Knowing my past, I recognize a new familiar sign that I am bottoming out…insomnia is a type of depression hang over to me. My treatment for BPPV requires that I sleep sitting up and I just cannot do it. When I get to this point I begin to retrace my steps because I realize what has happened. It truly has become a case for me where hind sight is 20/20. You see, I am still learning to read the signs before it is too late. This time I wasn't able to do much…Could medication change all this?…yes and no. It should always be considered as an option because it works great for many. I do not respond well to drugs so I am not on any medication. Years ago medications seemed to cause more problems than they helped for me only... One of the very first things you should do if you experience prolonged symptoms outside of your normal, is go see your regular doctor and be honest…It is not the time to be in denial!!! I get a complete physical every year for a lot of genetic reasons. By eliminating physical possibilities you can then take the next step which you family doctor can help you take. There are many self help books and resources to help bring this condition out of the closet and into the light.
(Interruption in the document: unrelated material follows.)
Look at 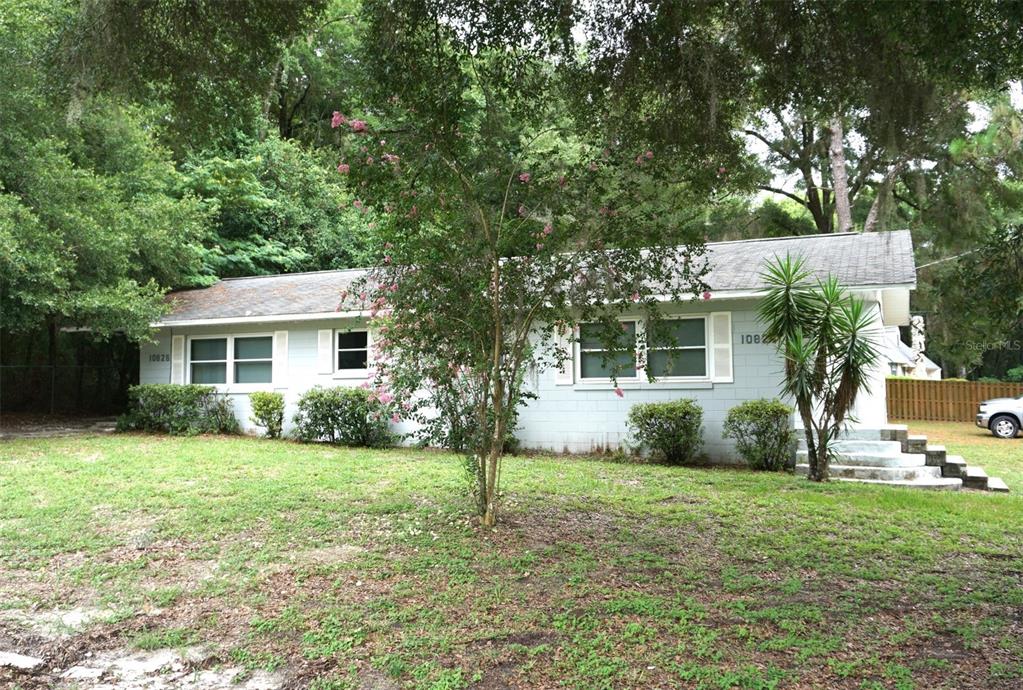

As I sit here now at 3:00 AM on a sleepless Saturday morning, this depression isn't over yet but I do see a very dim light in the distance and I know this will pass. I am aware enough to know I have left a wake of damage in my rear view mirror. Normally I become withdrawn and go silent. I have learned that because of past experiences of misunderstanding when I am not myself...just shut up. Over a year ago I rode it out on a community support site that dealt with depression and the effects of heightened chronic side affects. That site closed down this past February just before my injury but not before I learned a lot about dealing with my problems. It is too easy to type out your feelings in an email not realizing the affect you could have on the receiving end of the email. The number one problem is denial...Even now I tell myself I am imagining it all until I wake up one day knowing I have been here before. It is the sickest of feelings knowing you are alone again because you tried but could not find understanding...At this moment, that is still the depression speaking. I will not edit because I want to share the internalized isolating process that takes place.


This cycle has taken a toll on the few people around me in a very short time. It is totally my fault that happened because it happened before new friendship even had a chance to build much of a foundation before the earth started shaking things loose. I should have just been silent and my gut knows that. Now it is too late because I shared too much detail without reassuring it would all pass and it became burdensome. It is crystal clear after you reach the turning point but not on the way down. Something I am truly sorry for but it is too late. The only people left in my life now are my physical therapy crew. It is time to start over again…It does pass but it often takes its toll on your personal life…I waited for too many years before I did anything about it like a typical man. I ended up lonely…That did not happen over night. I guess you cannot lose what you never had…However it doesn't keep you from understanding that nothing is inevitable.